Me sorprende el expectante interés suscitado en Catalunya por nuestra presencia en Frankfurt, desde que he vuelto de allí decenas de personas me interpelan en la calle, en el tren, en oficinas, preguntándome y felicitándome por lo acontecido allí. Y menos debido a los hechos concretos que a una ancha satisfacción de haberse visto triunfar o ser tenidos en cuenta como catalanes, un orgullo nacional precisamente por ser internacional. Con su lengua, su literatura, elementos esenciales en su vida situados a un nivel parejo al de los demás pueblos.

Mientras, en España incluso se sienten objeto de marginación u hostilidad, también me lo comentan. Vale la pena que digamos la verdad. Y cuando Rajoy y tantos otros hablan con énfasis de su españolidad, dudo que entiendan que si ésta consiste en una imposición sobre otras identidades, suscita muchos rechazos y asco. Los problemas de fondo del embrollo hispano son menos políticos que de dignidad. A la Generalitat hay que agradecerle, pues, el esfuerzo exportador que ha hecho, y al Institut Ramon Llull su vasta y compleja labor para definir el proyecto y que funcionara. Obviamente impulsando a la par nuestro libro, sus contenidos e industria. Al fin, la opción que se hizo de convertir la invitación de Frankfurt en una manifestación multitudinaria y pluriforme, ha resultado, el conseller de Cultura me lo razonó con tino y convicción. Aunque pudiera haber habido otro proyecto, que a mí acaso me hubiera interesado más: acentuar la singularidad y la excelencia en lugar de la cantidad y el testimonialismo. Y, en cualquier caso, alcanzar la normalidad: que contemos en el día a día global allende fronteras, lejos de complejos de inferioridad y de milagrerías redentoras, al fin provincianismo.

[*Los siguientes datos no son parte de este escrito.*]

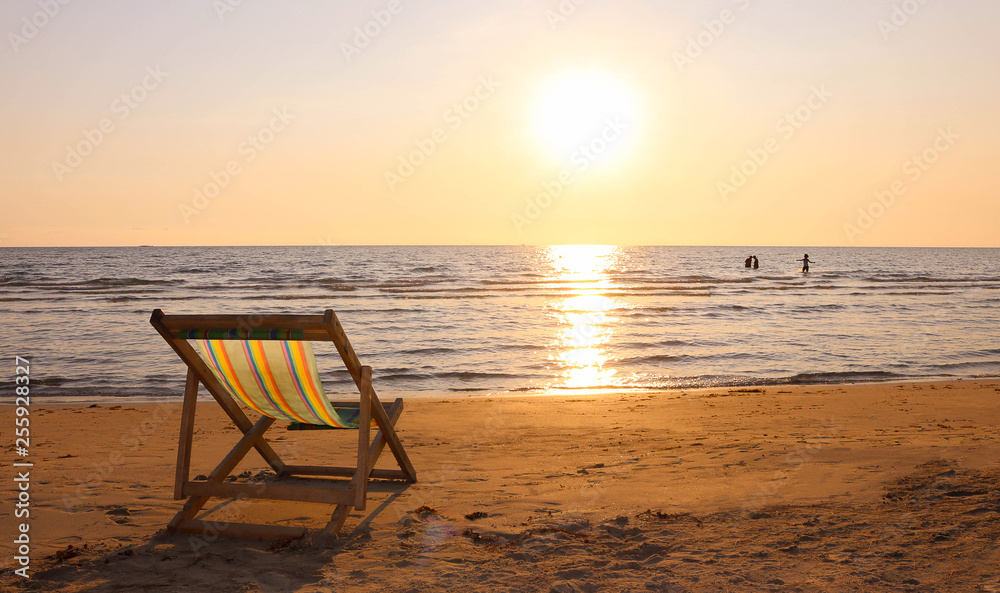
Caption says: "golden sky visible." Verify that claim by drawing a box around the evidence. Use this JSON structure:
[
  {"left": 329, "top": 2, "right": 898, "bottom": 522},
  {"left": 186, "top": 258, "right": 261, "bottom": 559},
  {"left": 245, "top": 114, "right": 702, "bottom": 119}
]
[{"left": 0, "top": 0, "right": 1000, "bottom": 246}]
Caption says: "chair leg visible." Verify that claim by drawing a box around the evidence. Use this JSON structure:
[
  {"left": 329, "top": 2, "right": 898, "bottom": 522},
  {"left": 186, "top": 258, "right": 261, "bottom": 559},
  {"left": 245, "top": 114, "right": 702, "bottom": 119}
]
[
  {"left": 174, "top": 368, "right": 199, "bottom": 500},
  {"left": 167, "top": 416, "right": 274, "bottom": 533},
  {"left": 323, "top": 504, "right": 351, "bottom": 535}
]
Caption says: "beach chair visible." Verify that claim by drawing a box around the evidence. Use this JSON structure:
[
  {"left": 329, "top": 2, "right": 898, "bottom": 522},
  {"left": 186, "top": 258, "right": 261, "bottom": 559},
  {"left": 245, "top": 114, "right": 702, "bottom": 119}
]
[{"left": 149, "top": 309, "right": 417, "bottom": 539}]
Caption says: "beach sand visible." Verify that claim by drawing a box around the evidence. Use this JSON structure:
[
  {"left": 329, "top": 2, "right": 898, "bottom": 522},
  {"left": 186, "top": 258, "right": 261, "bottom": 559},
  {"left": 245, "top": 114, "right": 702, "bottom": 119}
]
[{"left": 0, "top": 376, "right": 1000, "bottom": 593}]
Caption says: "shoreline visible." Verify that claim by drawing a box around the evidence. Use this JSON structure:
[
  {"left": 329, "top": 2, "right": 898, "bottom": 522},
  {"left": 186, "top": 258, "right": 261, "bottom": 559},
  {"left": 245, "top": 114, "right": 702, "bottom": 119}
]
[
  {"left": 0, "top": 380, "right": 1000, "bottom": 591},
  {"left": 9, "top": 375, "right": 1000, "bottom": 408}
]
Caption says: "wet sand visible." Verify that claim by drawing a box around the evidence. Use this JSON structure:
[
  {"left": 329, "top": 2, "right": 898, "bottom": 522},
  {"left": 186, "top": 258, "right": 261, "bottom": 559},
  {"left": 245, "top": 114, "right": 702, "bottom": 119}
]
[{"left": 0, "top": 380, "right": 1000, "bottom": 593}]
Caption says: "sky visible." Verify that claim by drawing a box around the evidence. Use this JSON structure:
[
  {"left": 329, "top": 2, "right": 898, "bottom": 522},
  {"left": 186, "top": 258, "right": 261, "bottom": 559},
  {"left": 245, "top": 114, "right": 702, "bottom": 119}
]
[{"left": 0, "top": 0, "right": 1000, "bottom": 247}]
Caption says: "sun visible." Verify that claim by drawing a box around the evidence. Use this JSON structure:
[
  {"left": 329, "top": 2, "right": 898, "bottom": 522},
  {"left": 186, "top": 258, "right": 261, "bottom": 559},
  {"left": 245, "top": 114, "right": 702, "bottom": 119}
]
[{"left": 533, "top": 71, "right": 638, "bottom": 160}]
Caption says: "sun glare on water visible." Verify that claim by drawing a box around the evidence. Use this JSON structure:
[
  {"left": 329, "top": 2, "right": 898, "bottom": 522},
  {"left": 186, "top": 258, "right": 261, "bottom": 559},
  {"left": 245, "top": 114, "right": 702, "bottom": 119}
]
[{"left": 533, "top": 71, "right": 638, "bottom": 164}]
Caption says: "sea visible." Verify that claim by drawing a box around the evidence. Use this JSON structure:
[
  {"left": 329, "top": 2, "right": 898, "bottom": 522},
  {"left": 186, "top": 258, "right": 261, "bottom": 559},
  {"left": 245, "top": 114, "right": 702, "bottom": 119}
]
[{"left": 0, "top": 245, "right": 1000, "bottom": 402}]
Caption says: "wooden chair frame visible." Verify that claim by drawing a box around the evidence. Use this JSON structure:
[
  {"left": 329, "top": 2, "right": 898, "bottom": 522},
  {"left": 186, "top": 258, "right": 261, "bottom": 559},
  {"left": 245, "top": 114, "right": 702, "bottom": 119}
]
[{"left": 149, "top": 309, "right": 417, "bottom": 539}]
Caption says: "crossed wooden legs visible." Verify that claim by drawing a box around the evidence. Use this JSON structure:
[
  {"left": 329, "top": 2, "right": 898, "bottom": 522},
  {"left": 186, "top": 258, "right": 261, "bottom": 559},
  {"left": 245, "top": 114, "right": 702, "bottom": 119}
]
[{"left": 167, "top": 367, "right": 416, "bottom": 539}]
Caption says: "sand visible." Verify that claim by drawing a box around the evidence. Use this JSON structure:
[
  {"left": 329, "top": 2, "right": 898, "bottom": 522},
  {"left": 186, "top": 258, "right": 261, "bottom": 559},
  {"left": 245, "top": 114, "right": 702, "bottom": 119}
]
[{"left": 0, "top": 380, "right": 1000, "bottom": 593}]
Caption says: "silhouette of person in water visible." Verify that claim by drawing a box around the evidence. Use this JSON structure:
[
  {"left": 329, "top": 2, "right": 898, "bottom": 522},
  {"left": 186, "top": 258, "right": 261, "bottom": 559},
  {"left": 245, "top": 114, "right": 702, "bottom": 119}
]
[{"left": 798, "top": 253, "right": 813, "bottom": 272}]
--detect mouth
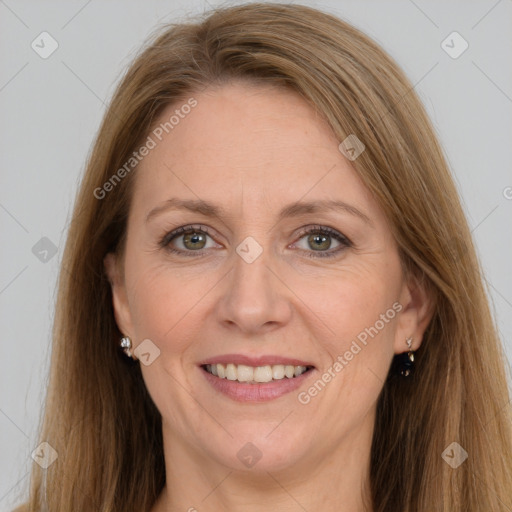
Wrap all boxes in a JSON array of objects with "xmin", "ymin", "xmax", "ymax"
[
  {"xmin": 199, "ymin": 354, "xmax": 316, "ymax": 402},
  {"xmin": 201, "ymin": 363, "xmax": 314, "ymax": 384}
]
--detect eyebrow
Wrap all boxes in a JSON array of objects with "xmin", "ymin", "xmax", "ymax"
[{"xmin": 146, "ymin": 197, "xmax": 373, "ymax": 226}]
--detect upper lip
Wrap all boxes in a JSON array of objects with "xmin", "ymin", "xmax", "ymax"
[{"xmin": 199, "ymin": 354, "xmax": 314, "ymax": 366}]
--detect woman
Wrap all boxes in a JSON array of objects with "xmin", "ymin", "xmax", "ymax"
[{"xmin": 16, "ymin": 4, "xmax": 512, "ymax": 512}]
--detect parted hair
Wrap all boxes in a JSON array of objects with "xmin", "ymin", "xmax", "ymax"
[{"xmin": 16, "ymin": 3, "xmax": 512, "ymax": 512}]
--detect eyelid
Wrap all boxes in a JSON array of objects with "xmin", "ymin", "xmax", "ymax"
[{"xmin": 159, "ymin": 224, "xmax": 353, "ymax": 258}]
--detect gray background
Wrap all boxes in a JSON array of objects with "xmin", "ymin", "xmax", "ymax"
[{"xmin": 0, "ymin": 0, "xmax": 512, "ymax": 511}]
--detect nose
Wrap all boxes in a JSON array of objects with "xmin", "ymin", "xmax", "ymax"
[{"xmin": 217, "ymin": 245, "xmax": 292, "ymax": 335}]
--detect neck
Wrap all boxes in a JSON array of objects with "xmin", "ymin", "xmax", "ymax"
[{"xmin": 152, "ymin": 416, "xmax": 373, "ymax": 512}]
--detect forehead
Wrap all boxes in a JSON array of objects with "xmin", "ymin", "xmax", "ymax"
[{"xmin": 133, "ymin": 83, "xmax": 377, "ymax": 221}]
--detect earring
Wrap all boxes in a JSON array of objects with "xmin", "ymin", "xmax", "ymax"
[
  {"xmin": 119, "ymin": 336, "xmax": 133, "ymax": 359},
  {"xmin": 395, "ymin": 338, "xmax": 414, "ymax": 377}
]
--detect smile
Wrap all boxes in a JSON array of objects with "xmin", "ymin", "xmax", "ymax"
[{"xmin": 203, "ymin": 363, "xmax": 312, "ymax": 384}]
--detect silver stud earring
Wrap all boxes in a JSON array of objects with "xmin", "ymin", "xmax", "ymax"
[{"xmin": 119, "ymin": 336, "xmax": 133, "ymax": 359}]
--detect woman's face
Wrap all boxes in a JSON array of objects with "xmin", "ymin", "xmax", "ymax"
[{"xmin": 104, "ymin": 83, "xmax": 425, "ymax": 471}]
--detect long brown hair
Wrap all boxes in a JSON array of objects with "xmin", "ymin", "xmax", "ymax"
[{"xmin": 16, "ymin": 3, "xmax": 512, "ymax": 512}]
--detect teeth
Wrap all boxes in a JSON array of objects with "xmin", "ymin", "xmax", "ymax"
[{"xmin": 206, "ymin": 363, "xmax": 307, "ymax": 383}]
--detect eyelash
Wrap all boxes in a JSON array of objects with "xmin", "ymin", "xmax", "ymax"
[{"xmin": 159, "ymin": 225, "xmax": 352, "ymax": 258}]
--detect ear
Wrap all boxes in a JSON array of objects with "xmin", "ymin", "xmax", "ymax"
[
  {"xmin": 103, "ymin": 252, "xmax": 134, "ymax": 338},
  {"xmin": 394, "ymin": 272, "xmax": 435, "ymax": 354}
]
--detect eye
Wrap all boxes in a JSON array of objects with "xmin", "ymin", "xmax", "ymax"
[
  {"xmin": 292, "ymin": 226, "xmax": 352, "ymax": 258},
  {"xmin": 160, "ymin": 226, "xmax": 220, "ymax": 254}
]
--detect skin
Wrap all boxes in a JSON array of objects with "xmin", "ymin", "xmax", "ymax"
[{"xmin": 105, "ymin": 82, "xmax": 431, "ymax": 512}]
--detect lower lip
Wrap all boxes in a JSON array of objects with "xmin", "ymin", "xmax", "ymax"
[{"xmin": 201, "ymin": 367, "xmax": 313, "ymax": 402}]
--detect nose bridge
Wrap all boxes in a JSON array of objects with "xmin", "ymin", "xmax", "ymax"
[{"xmin": 219, "ymin": 237, "xmax": 290, "ymax": 331}]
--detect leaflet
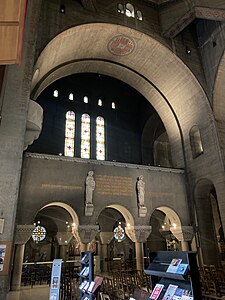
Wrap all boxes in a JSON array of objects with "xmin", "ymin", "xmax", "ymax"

Y alguna gente ha creído, también, que yo debería haber pronunciado un discurso de clausura más explícitamente catalanista. Pero ya lo habían hecho, y muy bien, en la inauguración de la feria el president Montilla y Quim Monzó, que cantaron cada uno en su estilo las virtudes milenarias y culturales de Catalunya. Yo preferí, partiendo implícitamente de ahí, situarme en el mundo general de las ideas, de la civilización, de la creación estética, entremezclando naciones y atendiendo a pasiones. Y ambas posiciones se complementan.

Aunque temía que mis referencias a favor del politeísmo en todos los órdenes, de los derechos humanos y de los pueblos y lenguas, suscitarían alguna tensión. Carles Torner, del Ramon Llull, me lo estuvo comentando, y nos sentimos reconfortados cuando el ministro turco se me acercó varias veces para expresarme su acuerdo. Ser catalanes significa también ser ciudadanos del mundo candente, pertenecer a la gran historia de la cultura, y actuar en voz alta en sus escenarios. Qué muermos ser catalanes sólo para volcarse en el negociete interno y en el pleito localista español. Y ahora a Venecia, sin que importe uno u otro error; no seamos ridículos, quien camina, resbala.